Their goal was to simply finish the race, which they did. “It opened the door for us,” Veel said.

“Women in sailing have come so far,” she said. “Most boats these days have got women on them. And that’s great.”

Canham, a retired nurse who volunteers as an emergency boat pilot, said sailing had indeed changed.

“Sailing is more of an integrated sport now,” she said. “Now, it’s just by coincidence that we are just two women on a boat. We’re just sailors. We don’t think of ourselves as anything different.”

The two-handed division, where a boat is raced by two sailors — as opposed to a large crew ranging from 6 to 25 — is now in its second year at the Sydney Hobart. For Veel and Canham, the draw of two-handed racing is access.

“Having a fully crewed racing yacht was way outside of my resources,” Veel said. “I’m retired.

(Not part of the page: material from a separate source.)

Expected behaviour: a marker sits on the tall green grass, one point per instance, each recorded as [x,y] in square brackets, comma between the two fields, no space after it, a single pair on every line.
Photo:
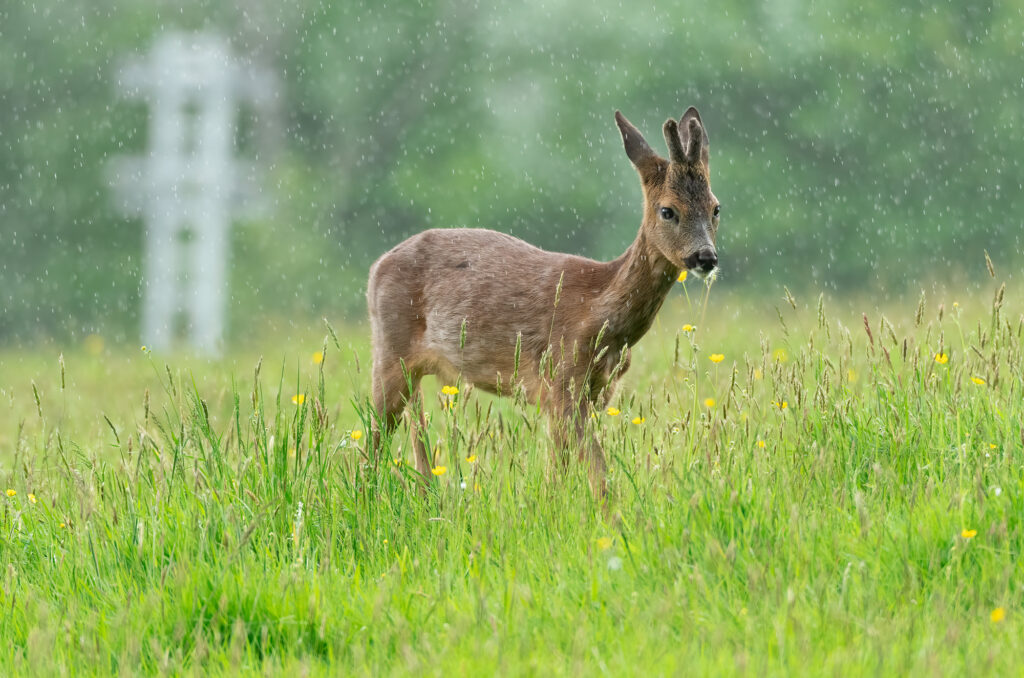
[847,505]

But now that they have the two-handed, we can do the race. It gives people the opportunity to sail in the race who aren’t on a fully crewed yacht.” Yearly maintenance on two-handed boats might be $10,000, while much larger yachts require millions of dollars to maintain.

Canham also said the sailors in the two-handed division were a tightknit group. “The two-handed community is just so supportive; it’s like we are all on the same team,” she said.

Veel and Canham generally split duties on the boat, taking turns on the sails and at the wheel, with Canham focusing on sails and Veel on navigation and race tactics.

“Bridget knows the wind and is good at getting the best out of the boat,” Veel said. “She’ll have every sail tweaked and tuned. She never takes her eye off the ball. She’s also extremely gutsy and strong-minded and determined.”

Veel and Canham have prepared for the event by sailing in four other races this year. Over that time, they realized the boat, a Currawong 30, built in 1974 with beaten 20-year-old sails, needed upgrades, but they’ve accepted its limits.

“We’ve been able to test out our boat in these previous races, but it really has felt that 90 percent of this race has been just getting to the start line,” Veel said. “We’ve just been focused on getting the boat ready. Now that we are there, and there are no more obstacles between us and the race, that’s when I’m starting to wonder what have I got myself into. Now it’s real.”

Canham heads into the race committed, but knows their limitations.

“No one is expecting us to do anything,” she said. “But I don’t think they realize just how determined we are.”